Identity Statement for Desmond Ryan

  • Reference code: IE UCDA LA10
  • Title: Papers of Desmond Ryan (1893–1964)
  • Dates: 1909–64
  • Level of description: Fonds
  • Extent: 20 boxes
  • Context
  • Content and Structure
  • Conditions of Access and Use

Biographical History

Desmond Ryan was born on 27 August 1893 in Dulwich, London, where his father William Patrick Ryan worked as a journalist. He was educated by the Christian Brothers until 1906, when his father moved the family back to Ireland to become editor of the Irish Peasant. When Pádraig Pearse opened St Enda's School in Dublin in 1908, Ryan became one of the first pupils. Pearse was to prove a dominating influence in Ryan’s youth. After he completed his studies in St Enda’s and went to study at University College Dublin, he maintained his association with St Enda’s, teaching classes, living in the school and acting as Pearse’s secretary.

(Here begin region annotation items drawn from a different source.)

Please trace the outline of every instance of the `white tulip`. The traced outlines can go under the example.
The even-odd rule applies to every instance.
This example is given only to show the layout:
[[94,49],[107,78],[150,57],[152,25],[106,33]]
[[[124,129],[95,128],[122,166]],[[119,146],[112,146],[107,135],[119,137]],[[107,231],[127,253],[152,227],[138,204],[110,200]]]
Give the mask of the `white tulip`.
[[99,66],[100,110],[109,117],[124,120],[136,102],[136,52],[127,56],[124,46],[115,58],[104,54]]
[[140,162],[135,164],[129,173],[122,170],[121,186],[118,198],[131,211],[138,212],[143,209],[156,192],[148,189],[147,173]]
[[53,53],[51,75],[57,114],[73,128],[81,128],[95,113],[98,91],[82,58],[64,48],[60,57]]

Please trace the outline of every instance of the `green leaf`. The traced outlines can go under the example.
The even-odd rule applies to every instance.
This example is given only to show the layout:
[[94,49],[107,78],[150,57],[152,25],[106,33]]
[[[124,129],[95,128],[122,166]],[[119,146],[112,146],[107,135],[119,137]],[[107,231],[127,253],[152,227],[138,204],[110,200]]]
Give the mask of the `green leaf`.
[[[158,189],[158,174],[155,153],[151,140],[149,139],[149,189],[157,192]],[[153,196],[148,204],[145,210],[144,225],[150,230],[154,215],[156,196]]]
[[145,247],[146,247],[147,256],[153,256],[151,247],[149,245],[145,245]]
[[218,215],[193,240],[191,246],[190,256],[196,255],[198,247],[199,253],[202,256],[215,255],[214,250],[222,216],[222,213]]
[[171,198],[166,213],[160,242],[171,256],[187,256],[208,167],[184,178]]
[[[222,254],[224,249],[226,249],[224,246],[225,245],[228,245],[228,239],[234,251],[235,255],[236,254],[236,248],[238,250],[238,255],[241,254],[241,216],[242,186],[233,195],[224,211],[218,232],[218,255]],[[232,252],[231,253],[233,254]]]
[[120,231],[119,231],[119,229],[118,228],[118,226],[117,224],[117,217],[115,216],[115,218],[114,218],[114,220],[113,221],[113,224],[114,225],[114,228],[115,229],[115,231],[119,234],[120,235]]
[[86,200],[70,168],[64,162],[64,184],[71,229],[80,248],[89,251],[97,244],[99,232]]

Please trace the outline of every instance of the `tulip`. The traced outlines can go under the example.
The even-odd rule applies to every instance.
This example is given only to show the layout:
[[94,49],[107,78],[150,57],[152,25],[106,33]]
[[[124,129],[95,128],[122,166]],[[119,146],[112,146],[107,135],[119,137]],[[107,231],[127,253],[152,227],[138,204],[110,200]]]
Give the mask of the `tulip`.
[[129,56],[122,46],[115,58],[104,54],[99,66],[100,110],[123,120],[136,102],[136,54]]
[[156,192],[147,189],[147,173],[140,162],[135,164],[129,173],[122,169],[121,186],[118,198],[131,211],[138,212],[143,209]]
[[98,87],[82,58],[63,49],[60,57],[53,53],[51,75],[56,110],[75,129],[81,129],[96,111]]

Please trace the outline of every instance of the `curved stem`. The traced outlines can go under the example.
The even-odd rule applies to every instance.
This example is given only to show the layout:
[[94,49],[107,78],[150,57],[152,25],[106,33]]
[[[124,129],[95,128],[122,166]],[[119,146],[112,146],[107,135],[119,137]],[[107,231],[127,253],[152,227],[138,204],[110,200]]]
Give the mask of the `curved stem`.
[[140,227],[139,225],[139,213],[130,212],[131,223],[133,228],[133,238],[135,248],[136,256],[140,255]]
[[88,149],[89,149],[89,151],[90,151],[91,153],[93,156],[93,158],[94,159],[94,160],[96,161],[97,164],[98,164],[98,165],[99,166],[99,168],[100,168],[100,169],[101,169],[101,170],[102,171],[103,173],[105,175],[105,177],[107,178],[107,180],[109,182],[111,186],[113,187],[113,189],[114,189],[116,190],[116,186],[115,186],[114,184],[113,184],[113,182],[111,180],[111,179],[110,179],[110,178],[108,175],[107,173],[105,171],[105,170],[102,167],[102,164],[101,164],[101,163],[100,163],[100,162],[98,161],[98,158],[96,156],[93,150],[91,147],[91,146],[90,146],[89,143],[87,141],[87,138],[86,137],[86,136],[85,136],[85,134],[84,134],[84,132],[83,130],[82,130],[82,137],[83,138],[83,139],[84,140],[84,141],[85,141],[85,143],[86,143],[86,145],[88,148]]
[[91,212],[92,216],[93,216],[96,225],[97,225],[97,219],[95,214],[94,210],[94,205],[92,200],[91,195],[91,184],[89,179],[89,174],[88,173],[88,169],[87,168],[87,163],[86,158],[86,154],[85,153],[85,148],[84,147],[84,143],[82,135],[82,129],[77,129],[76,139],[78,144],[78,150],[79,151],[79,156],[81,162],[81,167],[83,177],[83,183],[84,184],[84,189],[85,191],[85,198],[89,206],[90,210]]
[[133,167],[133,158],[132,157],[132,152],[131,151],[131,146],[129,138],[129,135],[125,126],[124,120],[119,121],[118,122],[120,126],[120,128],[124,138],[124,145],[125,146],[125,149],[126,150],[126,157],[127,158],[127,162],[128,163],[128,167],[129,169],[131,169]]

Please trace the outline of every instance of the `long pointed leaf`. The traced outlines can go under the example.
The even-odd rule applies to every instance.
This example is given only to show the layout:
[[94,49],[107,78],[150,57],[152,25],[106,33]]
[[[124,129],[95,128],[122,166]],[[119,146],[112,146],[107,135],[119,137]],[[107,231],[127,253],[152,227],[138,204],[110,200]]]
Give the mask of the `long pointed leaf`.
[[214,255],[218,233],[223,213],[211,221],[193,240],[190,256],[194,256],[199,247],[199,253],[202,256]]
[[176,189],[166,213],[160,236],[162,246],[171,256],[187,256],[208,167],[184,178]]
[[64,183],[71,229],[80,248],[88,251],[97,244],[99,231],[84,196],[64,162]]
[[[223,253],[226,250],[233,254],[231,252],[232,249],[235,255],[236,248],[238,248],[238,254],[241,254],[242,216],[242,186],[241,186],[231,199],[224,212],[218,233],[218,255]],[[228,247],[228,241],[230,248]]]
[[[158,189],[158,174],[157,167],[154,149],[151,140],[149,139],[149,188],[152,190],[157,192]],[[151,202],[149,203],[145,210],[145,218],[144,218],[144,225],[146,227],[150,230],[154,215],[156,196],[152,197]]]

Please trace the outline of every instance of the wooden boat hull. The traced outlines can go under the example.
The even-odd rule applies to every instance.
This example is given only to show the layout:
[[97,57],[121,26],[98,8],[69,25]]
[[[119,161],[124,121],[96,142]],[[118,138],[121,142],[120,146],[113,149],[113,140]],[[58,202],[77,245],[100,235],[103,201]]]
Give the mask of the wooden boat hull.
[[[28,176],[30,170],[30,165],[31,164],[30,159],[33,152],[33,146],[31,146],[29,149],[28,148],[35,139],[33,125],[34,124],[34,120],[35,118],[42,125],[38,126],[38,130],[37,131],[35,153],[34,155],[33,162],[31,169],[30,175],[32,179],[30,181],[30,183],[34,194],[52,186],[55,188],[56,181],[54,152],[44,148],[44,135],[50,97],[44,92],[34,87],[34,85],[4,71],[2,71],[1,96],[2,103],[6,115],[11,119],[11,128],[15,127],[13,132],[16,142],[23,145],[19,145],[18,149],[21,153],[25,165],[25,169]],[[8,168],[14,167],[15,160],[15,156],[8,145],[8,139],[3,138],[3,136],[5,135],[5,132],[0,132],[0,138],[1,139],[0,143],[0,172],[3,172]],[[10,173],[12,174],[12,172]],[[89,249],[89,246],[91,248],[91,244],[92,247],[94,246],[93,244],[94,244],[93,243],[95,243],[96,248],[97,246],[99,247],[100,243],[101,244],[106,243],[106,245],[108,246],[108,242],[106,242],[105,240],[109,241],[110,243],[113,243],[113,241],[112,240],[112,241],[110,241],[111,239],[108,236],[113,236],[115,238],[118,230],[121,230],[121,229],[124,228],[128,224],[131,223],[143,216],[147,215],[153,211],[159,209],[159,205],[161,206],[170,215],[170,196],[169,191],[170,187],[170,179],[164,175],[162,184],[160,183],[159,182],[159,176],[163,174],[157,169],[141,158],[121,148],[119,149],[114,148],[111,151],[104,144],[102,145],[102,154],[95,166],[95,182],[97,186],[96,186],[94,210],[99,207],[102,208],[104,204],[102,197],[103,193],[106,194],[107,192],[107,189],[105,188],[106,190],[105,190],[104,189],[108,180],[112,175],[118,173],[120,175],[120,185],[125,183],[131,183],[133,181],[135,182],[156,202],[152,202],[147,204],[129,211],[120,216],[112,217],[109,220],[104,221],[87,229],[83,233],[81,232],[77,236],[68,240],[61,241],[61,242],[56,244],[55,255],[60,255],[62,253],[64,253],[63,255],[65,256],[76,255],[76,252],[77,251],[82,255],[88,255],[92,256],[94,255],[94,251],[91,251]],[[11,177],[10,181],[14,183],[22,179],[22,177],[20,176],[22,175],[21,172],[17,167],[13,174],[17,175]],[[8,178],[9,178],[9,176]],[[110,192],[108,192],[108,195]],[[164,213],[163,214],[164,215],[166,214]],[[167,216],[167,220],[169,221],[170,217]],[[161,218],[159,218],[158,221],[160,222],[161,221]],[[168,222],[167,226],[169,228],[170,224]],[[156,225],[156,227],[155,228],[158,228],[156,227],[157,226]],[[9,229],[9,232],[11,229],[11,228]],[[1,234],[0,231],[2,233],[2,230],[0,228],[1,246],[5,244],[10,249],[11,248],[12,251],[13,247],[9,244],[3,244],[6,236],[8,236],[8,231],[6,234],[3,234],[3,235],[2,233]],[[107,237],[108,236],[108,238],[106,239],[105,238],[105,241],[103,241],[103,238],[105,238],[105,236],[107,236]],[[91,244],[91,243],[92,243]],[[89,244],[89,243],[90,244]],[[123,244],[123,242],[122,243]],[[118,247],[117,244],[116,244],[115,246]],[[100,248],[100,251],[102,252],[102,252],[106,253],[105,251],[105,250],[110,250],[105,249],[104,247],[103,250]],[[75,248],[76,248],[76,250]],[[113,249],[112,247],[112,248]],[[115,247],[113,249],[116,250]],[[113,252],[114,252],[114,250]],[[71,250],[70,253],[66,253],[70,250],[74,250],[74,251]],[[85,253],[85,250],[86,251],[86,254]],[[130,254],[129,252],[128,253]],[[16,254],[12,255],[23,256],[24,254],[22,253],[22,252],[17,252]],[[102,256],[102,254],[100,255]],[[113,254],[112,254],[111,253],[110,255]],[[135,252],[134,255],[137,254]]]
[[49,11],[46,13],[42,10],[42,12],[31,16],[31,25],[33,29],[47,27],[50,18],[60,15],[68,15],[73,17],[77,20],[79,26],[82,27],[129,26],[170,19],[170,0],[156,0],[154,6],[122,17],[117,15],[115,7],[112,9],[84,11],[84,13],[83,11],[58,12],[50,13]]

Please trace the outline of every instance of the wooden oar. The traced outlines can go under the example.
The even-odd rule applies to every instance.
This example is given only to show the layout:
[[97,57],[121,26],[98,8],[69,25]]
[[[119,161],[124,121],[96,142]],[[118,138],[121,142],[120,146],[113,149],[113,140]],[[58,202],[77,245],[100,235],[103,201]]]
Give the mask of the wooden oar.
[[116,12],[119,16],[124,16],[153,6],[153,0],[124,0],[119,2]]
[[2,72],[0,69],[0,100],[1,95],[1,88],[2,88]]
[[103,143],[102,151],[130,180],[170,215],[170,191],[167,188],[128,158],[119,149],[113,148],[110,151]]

This led to his involvement with the Irish Republican Brotherhood, as a member of the Mitchell Circle. He took part in the Easter Rising of 1916, serving in the General Post Office under Pearse. After the rebels’ surrender, Ryan was interned in Stafford Jail, Wormwood Scrubs and Frongoch internment camp. Following his release, he returned to UCD, where he took his BA.

Ryan then followed in his father’s footsteps by becoming a journalist, working initially for the Freeman’s Journal. As Pearse’s literary executor, he wrote The Story of a Success, an account of Pearse’s educational experiment in St Enda’s. Despite writing about Pearse several times, he never wrote the definitive biography many expected him to complete. An admirer of Michael Collins, Ryan supported the Anglo-Irish Treaty of 1921, but the horrors of the civil war turned him against nationalism and led him to pacifism. The anti-de Valera policy of the Freeman’s Journal and his general disillusionment caused him to leave Ireland for London in 1922, where he began work as a journalist on the Daily Herald.

During his time in UCD Ryan had become interested in the Irish labour movement, supporting the workers in the 1913 Lock-out, an interest which was to remain with him. During his time in London he became more involved in the theories and work of James Connolly, publishing his first book on Connolly in 1924. He continued to publish books on various aspects of Irish nationalism throughout the following years. These included books on Éamon de Valera, Seán Treacy, and John Devoy and Fenianism. Other areas of interest during this period included the Anti-Partition campaign, the experience of the Irish in London, and the Spanish Civil War.

When the Second World War broke out in 1939, Ryan and his wife Sarah (née Hartley, whom he married in 1933) returned to Ireland. He took up a position as editor of the Torch, a labour periodical. The publication ceased in 1944 however, due to a lack of support for his views from the Labour Party. He and his wife later moved to Swords, County Dublin, where they ran a poultry farm. Desmond Ryan died on 23 December 1964.

Archival History

This collection was donated to UCD Archives by Sarah Ryan, his widow, in 1978.

Scope and Content

Extensive general correspondence, encompassing historical, literary, political and personal topics. Listed alphabetically by correspondent or, where appropriate, by subject. Includes both holograph and typescript material.
Professional correspondence with publishers, organisations and periodicals.

Desmond Ryan’s writings, mainly published but including some unpublished material. Includes books, articles and short pieces, lectures, and scripts, as well as working notes.

Personal material relating to Desmond and Sarah Ryan.

  • Access: Available by appointment to holders of a UCD Archives reader's ticket. Produced for consultation in microform. 
  • Language: English, small amount of Irish.